# Will the received waves be the same if the transmitter use the beamforming to transmit the same signal?

If there is a transmitter with three transmitted antennas,and a receiver with five antennas,and these five antennas are very close to each others.

Now transmitter use beamforming with these three transmitted antennas to transmit the same signal to the receiver,these five antennas will also receive the signal,but will their received signal wave be the same?i mean same magnitude,same phase.

Because if their phase are not the same,we should multiply different $$e^{j\theta}$$ to received signal that every antenna receive,then sum them,then decoding it.

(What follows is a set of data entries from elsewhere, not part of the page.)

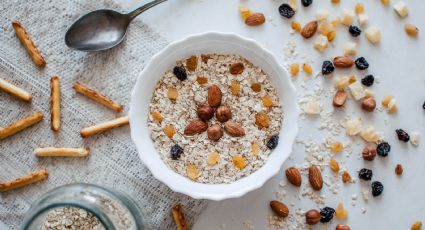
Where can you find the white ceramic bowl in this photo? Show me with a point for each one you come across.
(212, 42)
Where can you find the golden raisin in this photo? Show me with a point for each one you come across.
(267, 101)
(262, 120)
(169, 130)
(256, 87)
(239, 161)
(156, 116)
(192, 172)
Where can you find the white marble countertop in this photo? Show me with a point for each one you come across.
(397, 60)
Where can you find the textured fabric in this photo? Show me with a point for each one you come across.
(113, 161)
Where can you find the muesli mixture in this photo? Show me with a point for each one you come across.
(215, 118)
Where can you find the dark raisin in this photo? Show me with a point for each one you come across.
(365, 174)
(368, 80)
(306, 2)
(361, 63)
(377, 188)
(176, 151)
(383, 149)
(327, 67)
(180, 72)
(402, 135)
(354, 30)
(273, 141)
(326, 214)
(286, 10)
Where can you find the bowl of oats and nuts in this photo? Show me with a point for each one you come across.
(213, 116)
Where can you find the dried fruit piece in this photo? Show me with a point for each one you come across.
(239, 161)
(169, 131)
(262, 120)
(192, 172)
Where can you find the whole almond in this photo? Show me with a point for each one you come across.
(195, 127)
(234, 129)
(339, 98)
(312, 216)
(255, 19)
(293, 176)
(343, 62)
(279, 208)
(214, 96)
(309, 29)
(315, 178)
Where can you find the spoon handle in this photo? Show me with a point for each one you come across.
(143, 8)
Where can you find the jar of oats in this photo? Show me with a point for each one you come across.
(84, 207)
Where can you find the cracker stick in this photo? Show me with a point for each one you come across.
(55, 103)
(15, 91)
(28, 44)
(61, 152)
(94, 95)
(102, 127)
(20, 125)
(25, 180)
(177, 212)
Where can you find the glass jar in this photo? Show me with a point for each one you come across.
(114, 210)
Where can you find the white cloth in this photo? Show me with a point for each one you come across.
(113, 161)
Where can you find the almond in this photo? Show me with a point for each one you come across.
(343, 62)
(214, 96)
(255, 19)
(234, 129)
(315, 178)
(293, 176)
(309, 29)
(340, 98)
(195, 127)
(279, 208)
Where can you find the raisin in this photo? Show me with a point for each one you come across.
(361, 63)
(180, 72)
(327, 67)
(355, 31)
(377, 188)
(365, 174)
(368, 80)
(286, 10)
(176, 151)
(402, 135)
(326, 214)
(273, 141)
(383, 149)
(306, 2)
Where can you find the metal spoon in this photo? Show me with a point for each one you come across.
(102, 29)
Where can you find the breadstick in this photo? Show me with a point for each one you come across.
(55, 103)
(28, 44)
(102, 127)
(178, 217)
(25, 180)
(94, 95)
(61, 152)
(15, 91)
(20, 125)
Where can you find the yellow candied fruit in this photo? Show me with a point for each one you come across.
(294, 69)
(340, 211)
(359, 8)
(336, 147)
(296, 26)
(334, 166)
(156, 116)
(192, 172)
(172, 93)
(213, 158)
(239, 161)
(235, 87)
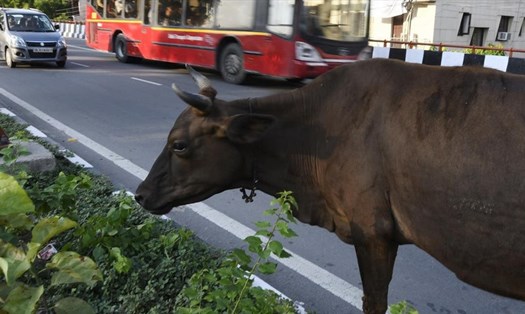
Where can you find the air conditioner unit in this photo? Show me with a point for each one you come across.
(503, 36)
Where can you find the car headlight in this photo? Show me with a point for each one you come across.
(16, 42)
(306, 52)
(61, 43)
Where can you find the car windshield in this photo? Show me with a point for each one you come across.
(21, 22)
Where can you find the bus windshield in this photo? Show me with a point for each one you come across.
(343, 20)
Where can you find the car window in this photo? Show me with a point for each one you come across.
(29, 23)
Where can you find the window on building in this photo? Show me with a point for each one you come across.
(464, 26)
(504, 23)
(478, 36)
(503, 28)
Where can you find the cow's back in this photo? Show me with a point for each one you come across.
(454, 157)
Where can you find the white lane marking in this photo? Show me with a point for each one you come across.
(7, 112)
(90, 49)
(309, 270)
(145, 81)
(36, 132)
(79, 64)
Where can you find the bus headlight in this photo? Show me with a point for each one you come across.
(16, 42)
(305, 52)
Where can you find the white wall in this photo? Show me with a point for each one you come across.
(485, 14)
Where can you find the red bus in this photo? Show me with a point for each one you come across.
(293, 39)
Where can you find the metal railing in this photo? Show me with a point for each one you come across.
(440, 46)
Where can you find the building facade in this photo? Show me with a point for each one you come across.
(466, 22)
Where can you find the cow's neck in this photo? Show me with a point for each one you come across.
(286, 159)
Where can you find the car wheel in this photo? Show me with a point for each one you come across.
(9, 58)
(121, 49)
(232, 64)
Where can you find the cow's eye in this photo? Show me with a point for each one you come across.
(180, 147)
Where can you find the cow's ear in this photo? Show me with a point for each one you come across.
(248, 128)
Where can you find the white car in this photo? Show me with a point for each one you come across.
(28, 36)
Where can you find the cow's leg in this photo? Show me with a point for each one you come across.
(376, 258)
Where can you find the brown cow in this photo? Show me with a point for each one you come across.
(380, 152)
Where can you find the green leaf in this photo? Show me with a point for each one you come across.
(121, 264)
(72, 305)
(16, 221)
(241, 257)
(13, 268)
(13, 262)
(13, 198)
(23, 299)
(72, 267)
(402, 307)
(49, 227)
(32, 250)
(263, 224)
(276, 247)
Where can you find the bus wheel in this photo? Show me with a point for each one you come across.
(232, 64)
(9, 58)
(121, 49)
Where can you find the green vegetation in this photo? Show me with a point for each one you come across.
(112, 256)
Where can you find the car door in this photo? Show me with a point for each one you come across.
(3, 35)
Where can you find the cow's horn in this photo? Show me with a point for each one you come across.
(197, 101)
(203, 82)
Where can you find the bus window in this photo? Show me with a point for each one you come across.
(148, 12)
(99, 6)
(280, 17)
(336, 19)
(131, 8)
(171, 13)
(242, 10)
(199, 13)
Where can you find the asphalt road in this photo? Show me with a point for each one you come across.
(117, 116)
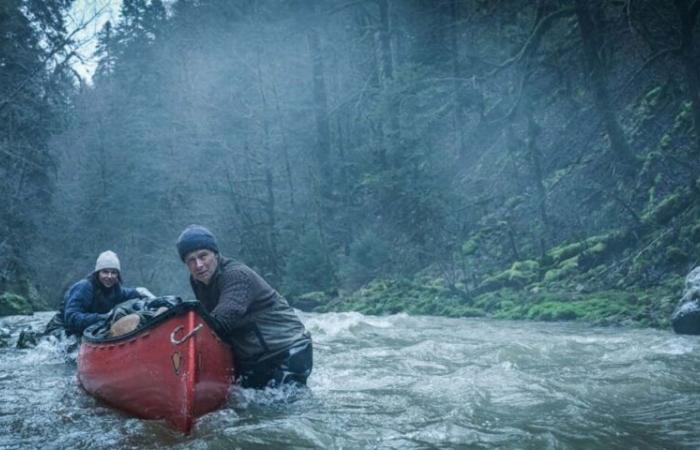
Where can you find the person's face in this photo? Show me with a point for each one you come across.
(202, 264)
(108, 277)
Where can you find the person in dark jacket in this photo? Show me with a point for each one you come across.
(271, 346)
(92, 298)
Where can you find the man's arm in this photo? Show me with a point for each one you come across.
(236, 295)
(78, 302)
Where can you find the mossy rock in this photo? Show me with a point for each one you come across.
(675, 255)
(563, 252)
(554, 312)
(13, 304)
(564, 270)
(520, 274)
(666, 209)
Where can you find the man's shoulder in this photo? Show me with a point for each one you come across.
(83, 286)
(232, 265)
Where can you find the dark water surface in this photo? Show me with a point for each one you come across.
(398, 382)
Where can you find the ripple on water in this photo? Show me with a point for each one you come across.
(400, 382)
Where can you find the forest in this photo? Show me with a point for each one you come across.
(509, 159)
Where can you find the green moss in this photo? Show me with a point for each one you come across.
(563, 270)
(675, 255)
(13, 304)
(520, 274)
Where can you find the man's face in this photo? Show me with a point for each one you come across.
(108, 277)
(202, 264)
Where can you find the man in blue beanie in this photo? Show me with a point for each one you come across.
(271, 346)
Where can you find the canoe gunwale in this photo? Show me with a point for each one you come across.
(181, 308)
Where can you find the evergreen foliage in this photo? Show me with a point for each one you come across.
(515, 159)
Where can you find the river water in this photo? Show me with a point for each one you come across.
(398, 382)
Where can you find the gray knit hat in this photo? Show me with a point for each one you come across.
(195, 237)
(107, 260)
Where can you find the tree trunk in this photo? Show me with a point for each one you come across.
(687, 16)
(322, 153)
(589, 34)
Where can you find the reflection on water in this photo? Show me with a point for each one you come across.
(398, 382)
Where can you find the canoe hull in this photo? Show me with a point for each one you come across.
(176, 371)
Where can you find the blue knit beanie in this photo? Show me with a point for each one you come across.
(195, 237)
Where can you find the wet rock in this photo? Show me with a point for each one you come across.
(13, 304)
(686, 317)
(5, 337)
(27, 339)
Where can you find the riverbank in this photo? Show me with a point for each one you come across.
(650, 307)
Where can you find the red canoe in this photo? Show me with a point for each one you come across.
(175, 368)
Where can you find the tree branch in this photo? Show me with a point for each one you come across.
(533, 40)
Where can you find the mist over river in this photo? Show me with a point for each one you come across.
(400, 382)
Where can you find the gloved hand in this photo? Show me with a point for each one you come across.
(145, 293)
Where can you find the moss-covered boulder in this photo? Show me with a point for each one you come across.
(520, 274)
(13, 304)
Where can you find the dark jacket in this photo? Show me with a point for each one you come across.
(250, 315)
(88, 299)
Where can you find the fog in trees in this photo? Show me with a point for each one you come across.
(331, 143)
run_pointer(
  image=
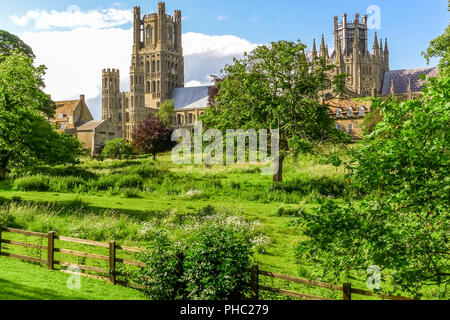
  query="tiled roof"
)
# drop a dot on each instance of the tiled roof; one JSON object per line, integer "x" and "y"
{"x": 191, "y": 98}
{"x": 90, "y": 125}
{"x": 401, "y": 80}
{"x": 66, "y": 107}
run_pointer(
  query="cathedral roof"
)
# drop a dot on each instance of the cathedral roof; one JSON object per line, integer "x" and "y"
{"x": 191, "y": 98}
{"x": 401, "y": 79}
{"x": 90, "y": 125}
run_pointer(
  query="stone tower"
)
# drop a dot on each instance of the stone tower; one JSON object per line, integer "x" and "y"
{"x": 351, "y": 56}
{"x": 157, "y": 68}
{"x": 111, "y": 97}
{"x": 158, "y": 54}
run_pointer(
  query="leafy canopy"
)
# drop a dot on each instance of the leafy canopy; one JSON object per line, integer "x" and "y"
{"x": 26, "y": 138}
{"x": 403, "y": 224}
{"x": 277, "y": 87}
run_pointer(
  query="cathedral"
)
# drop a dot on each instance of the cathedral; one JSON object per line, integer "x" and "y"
{"x": 157, "y": 68}
{"x": 157, "y": 74}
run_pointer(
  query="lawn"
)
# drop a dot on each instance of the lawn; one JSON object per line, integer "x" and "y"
{"x": 118, "y": 200}
{"x": 25, "y": 281}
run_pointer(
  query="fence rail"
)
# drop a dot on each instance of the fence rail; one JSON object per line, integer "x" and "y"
{"x": 112, "y": 271}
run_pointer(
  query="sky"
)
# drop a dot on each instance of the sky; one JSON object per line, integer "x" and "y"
{"x": 76, "y": 39}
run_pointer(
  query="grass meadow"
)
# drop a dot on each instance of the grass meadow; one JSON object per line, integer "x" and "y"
{"x": 126, "y": 200}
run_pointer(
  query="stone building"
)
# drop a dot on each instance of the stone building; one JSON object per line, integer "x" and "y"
{"x": 73, "y": 117}
{"x": 70, "y": 114}
{"x": 157, "y": 68}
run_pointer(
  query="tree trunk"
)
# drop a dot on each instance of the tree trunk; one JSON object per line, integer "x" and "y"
{"x": 278, "y": 175}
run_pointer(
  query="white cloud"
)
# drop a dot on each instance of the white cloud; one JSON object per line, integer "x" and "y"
{"x": 75, "y": 58}
{"x": 73, "y": 17}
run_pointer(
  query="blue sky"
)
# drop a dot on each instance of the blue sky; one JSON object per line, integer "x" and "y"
{"x": 408, "y": 25}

But if their phase are totally the same,we can just sum them,them decoding it

• What's "very close" in terms of wavelengths and/or near-field? Kind of intuitively, it all depends on that. Nov 9, 2019 at 15:56
• @MarcusMüller their position Nov 9, 2019 at 23:35
• not what I meant; define how close they are in terms of wavelength. 1/2 wavelength? 1/1000 wavelength? Nov 10, 2019 at 10:03
• very close i said means their position are very close,just like if i sit nearby you,so we are very close Nov 11, 2019 at 15:22
• OK, what is "very close", compared to 1 Wavelength? Is that question unclear somehow? I'm voting to close this as unclear, because it really all hinges on the question how the distance is, measured in wavelengths. And I've asked this exact question three times now. Your "very close" doesn't mean anything. You will have to put a number to it – the number of wavelengths that fit between to antennas. Nov 11, 2019 at 16:35

Say you have the receive antennas very close together, like with spacing $$\lambda/10$$ or similar and they are uniformly spaced in a linear array. As you pointed out the the phase shifts between them will be fairly small, so what does it mean? It means that the spatial resolution of your beamformer will be poor. In the extreme case, consider something crazy where the spacing is $$\lambda/1000$$, all the receive antennas essentially receive the same copy of the signal. So why can't you just add them all up if they have no phase difference? You can, you just won't have any spatial discrimination and it is only really amplifying your signal by the number of receive elements.